The bridge company struck a deal with the city of Orange Beach in 2004 that contained, among other things, an agreement to make the bridge larger if traffic volume passed an agreed-upon level. The bridge company maintains in its lawsuit that those thresholds have yet to be surpassed.

As for the condemnation of land owned by the bridge company and subsequent state offer of less than $10,000, the lawsuit claims it is grossly undervalued.

According to the filing “ALDOT’s offer of $9,750 is woefully inadequate because it does not take into account the difference to the fair market value of BCBC’s remaining property — which includes the BEX Bridge and tolls derived from them — before and after the taking.”

The hearing on the condemnation challenge was set for April 12 in a Fairhope courtroom.

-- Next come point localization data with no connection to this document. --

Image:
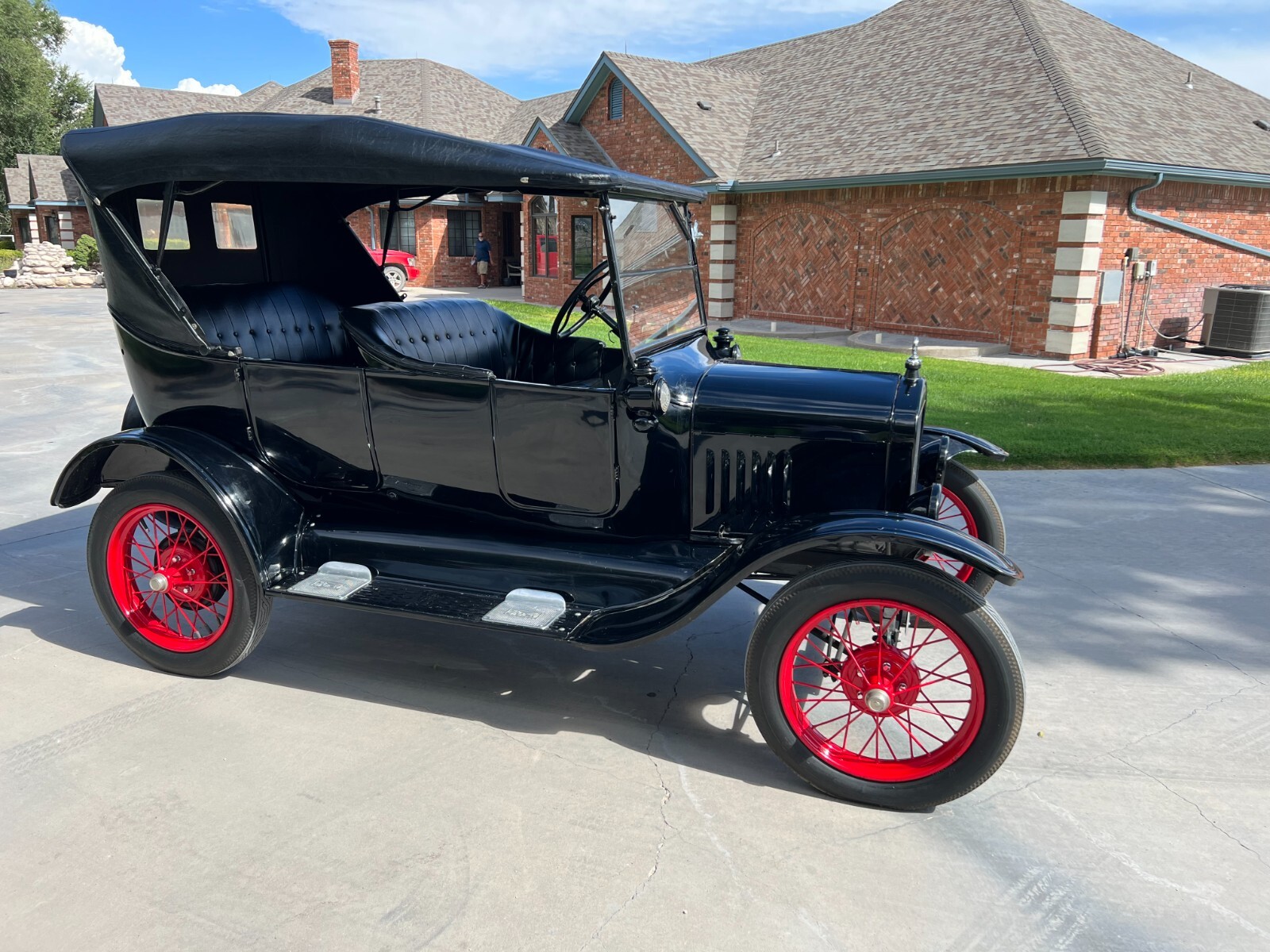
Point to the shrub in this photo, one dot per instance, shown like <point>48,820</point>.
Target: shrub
<point>84,254</point>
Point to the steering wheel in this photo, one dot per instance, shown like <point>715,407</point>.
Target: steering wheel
<point>591,305</point>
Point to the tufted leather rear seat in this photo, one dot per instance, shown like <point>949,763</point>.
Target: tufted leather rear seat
<point>469,333</point>
<point>272,323</point>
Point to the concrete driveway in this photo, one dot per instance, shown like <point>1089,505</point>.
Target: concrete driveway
<point>362,782</point>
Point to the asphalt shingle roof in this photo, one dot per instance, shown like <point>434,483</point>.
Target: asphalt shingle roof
<point>52,181</point>
<point>922,86</point>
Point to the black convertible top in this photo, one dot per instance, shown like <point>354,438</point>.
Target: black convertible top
<point>353,150</point>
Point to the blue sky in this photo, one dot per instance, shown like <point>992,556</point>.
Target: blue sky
<point>531,48</point>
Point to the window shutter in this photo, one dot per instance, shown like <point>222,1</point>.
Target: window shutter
<point>615,99</point>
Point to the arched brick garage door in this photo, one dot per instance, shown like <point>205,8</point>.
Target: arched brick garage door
<point>802,268</point>
<point>949,273</point>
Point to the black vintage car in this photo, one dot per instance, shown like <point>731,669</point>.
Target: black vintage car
<point>298,431</point>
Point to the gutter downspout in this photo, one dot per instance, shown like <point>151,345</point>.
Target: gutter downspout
<point>1184,228</point>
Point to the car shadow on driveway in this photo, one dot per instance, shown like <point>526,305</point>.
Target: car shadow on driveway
<point>679,698</point>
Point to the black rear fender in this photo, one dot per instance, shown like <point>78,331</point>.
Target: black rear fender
<point>264,514</point>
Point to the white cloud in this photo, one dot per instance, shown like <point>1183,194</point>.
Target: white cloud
<point>224,89</point>
<point>524,36</point>
<point>1246,63</point>
<point>92,52</point>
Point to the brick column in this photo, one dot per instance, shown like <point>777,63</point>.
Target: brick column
<point>723,262</point>
<point>346,73</point>
<point>1076,273</point>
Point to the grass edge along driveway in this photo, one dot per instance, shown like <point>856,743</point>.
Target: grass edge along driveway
<point>1051,420</point>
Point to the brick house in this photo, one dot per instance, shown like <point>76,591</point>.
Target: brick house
<point>44,202</point>
<point>945,169</point>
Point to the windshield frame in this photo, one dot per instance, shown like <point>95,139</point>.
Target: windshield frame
<point>683,219</point>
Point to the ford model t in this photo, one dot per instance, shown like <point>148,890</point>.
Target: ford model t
<point>298,431</point>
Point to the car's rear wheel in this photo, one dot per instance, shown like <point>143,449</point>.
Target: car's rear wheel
<point>886,683</point>
<point>968,507</point>
<point>397,276</point>
<point>173,579</point>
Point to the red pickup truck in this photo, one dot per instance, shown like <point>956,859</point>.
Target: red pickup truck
<point>398,268</point>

Bridge company spokeswoman Donna Ritchey said ALDOT filed two motions on April 9, one to excuse Cooper from testifying and another to not allow a deposition by American Roads CEO Neal Belitsky into evidence.

Emerson said at a Florida-Alabama Transportation hearing on Monday an ALDOT official was asked if there were environmental studies, traffic studies or public forums held before deciding to move forward with the project. He said the official offered no answers.

“This type of stuff should be readily available and the ALDOT representative said he hadn’t seen it,” Emerson said.

Calametti said on Tuesday that several public forums were conducted in Gulf Shores and Orange Beach in the form of town hall meetings and that several traffic studies have also been conducted. One concluded that 20 percent of the traffic coming south over the state Route 59 bridge in Gulf Shores headed east toward Orange Beach.

A $250,000 environmental study commissioned by Gulf Shores and paid for by ALDOT is also on file, Calametti said.

“They asked us if we could get the permit and go ahead and start the process,” Gulf Shores Director of Public Works Mark Acreman said. “We actually obtained the permit on their behalf but they paid for it.”

That permitting process, Acreman said, was completed in October or November 2017 and signed off on by the Army Corps of Engineers, U.S. Fish and Wildlife, Alabama Department of Environmental Management and the state historical society.

Calametti said the final design for the roadway and bridge is not complete and land acquisition for rights of way is still ongoing.